The objectives of this collaboration are to integrate computational linguistic tools and techniques within an infrastructure that will enable distribution into an international digital library environment. We will develop pioneering International Digital Library Technology and create a range of IT tools and applications for use within digital collections adapted to aid the research of humanities users. CHLT will provide generic tools for multi-lingual information retrieval; concept identification; visualisation and display; vocabulary profile analysis and a syntactic parsing toolbox. Key objectives are interoperability and the sharing of meta-data in an open-source environment so that data, metadata, and tools may be shared among partners and affiliated digital libraries in order to test prototypes, refine programs, and reflect user-studies at the research and development stage. The infrastructure will allow partner libraries to generate hypertexts that will link similar resources in different collections, unify search and retrieval facilities, and share resource-intensive progams. We will also create and integrate new corpora as testbeds for these applications, many of which will be linked to pre-existing digital facsimile images of original manuscripts. The data produced by the project will conform with the Open Archives Initiative metadata-sharing standard and will be made accessible through OAI services. The project also aims to extend the infrastructure of the OAI meta-data standard to the granularity of individual words within texts. We will provide long-term preservation in data storage facilities at the Oxford Text Archive to the highest standards available.
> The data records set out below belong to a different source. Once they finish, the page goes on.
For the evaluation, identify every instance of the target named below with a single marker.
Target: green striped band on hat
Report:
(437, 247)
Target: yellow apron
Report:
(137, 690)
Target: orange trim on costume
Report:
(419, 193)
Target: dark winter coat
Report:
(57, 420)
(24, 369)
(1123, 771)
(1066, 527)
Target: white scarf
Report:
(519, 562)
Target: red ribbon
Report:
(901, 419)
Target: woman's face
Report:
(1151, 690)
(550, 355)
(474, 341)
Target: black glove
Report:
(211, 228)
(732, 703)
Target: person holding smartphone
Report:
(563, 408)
Our consortium involves 8 participants (4 US and 4 European) who are committed to taking a leading role in the development of international digital library technology (IDLT). Each of the participants brings to this project a digital collection that when linked together will create a mini-international digital library which will act as a testbed for the creation of an infrastructure model and IT tools and applications. The workpackages are designed to contribute to the overall development of an IDLT Infrastructure Model, which will be our first deliverable and upon which all further work will progress. A report on the justification of this model will be produced to show the logic of our decision making procedures. Once the infrastructure model is in place and operational at each of the partner sites, then individual workpackages can proceed in tandem within this single working environment. The strategy and management policies of this project work consistently toward integration of technology and resources.
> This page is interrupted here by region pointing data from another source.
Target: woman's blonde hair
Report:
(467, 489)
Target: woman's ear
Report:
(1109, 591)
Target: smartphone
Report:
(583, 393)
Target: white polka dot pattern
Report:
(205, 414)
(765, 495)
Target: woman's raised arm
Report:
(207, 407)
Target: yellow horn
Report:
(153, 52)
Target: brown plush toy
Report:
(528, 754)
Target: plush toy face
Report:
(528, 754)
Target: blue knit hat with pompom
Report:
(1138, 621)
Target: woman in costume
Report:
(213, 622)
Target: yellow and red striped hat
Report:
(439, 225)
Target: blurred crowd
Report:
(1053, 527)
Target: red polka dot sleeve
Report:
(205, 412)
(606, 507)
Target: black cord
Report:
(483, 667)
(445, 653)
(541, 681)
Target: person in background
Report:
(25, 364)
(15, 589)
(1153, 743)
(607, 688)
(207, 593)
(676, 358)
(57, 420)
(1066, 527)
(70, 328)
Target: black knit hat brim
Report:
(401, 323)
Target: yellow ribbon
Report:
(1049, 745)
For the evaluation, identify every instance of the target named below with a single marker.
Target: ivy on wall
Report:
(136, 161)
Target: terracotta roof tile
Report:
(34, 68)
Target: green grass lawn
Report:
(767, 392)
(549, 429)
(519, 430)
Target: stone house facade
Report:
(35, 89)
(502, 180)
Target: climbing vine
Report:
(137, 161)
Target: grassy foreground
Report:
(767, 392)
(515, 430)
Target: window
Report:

Our workpackages are organised around a series of advanced digital library applications that will be developed by different workgroups in our consortium and integrated into a single Digital Library System. The methodology of tool creation relies upon the development of a robust indexing architecture that scales across systems in multiple languages. This will allow our programming teams to focus upon developing tools instead of confronting problems relating to disparate tagging systems. This will also allow us to apply these tools to every text in the Digital Library System (DLS) without custom programming for every new set of texts. The aim is to retain the independence of each digital collection while at the same time offering it a place in the overall system.
Three workpackages involve the creation of corpora as testbeds for new applications. Although many of our collaborators bring existing corpora to the project, the infrastructure that we are developing will allow us easily to integrate other texts at a very low cost per megabyte. Ultimately the corpora that we create and integrate into our system will be a substantial contribution to European Cultural Heritage. At the end of three years, we will have added to our system 300MB of Early Modern Latin texts, including many of Isaac Newton's papers, and 12 MB of Old Norse literature.
At the end of Year 1 we will have produced an infrastructure model that will be distributed and operational in each of the partner sites, as well as tools and applications built around a common architecture. The milestones of Year 2 will concentrate on the fruits of sharing data, metadata, and tools within the infrastructure model to create a Digital Library System (DLS). In Year 3 we will be in a position to test out our IDLT and DLS in end-user studies between US and EU partners and refine our programmes to reflect those studies; the final product will be a set of thematically coherent digital library collections in a single Digital Library System based within a Digital Library Infrastructure Model that employs advanced IT tools and applications.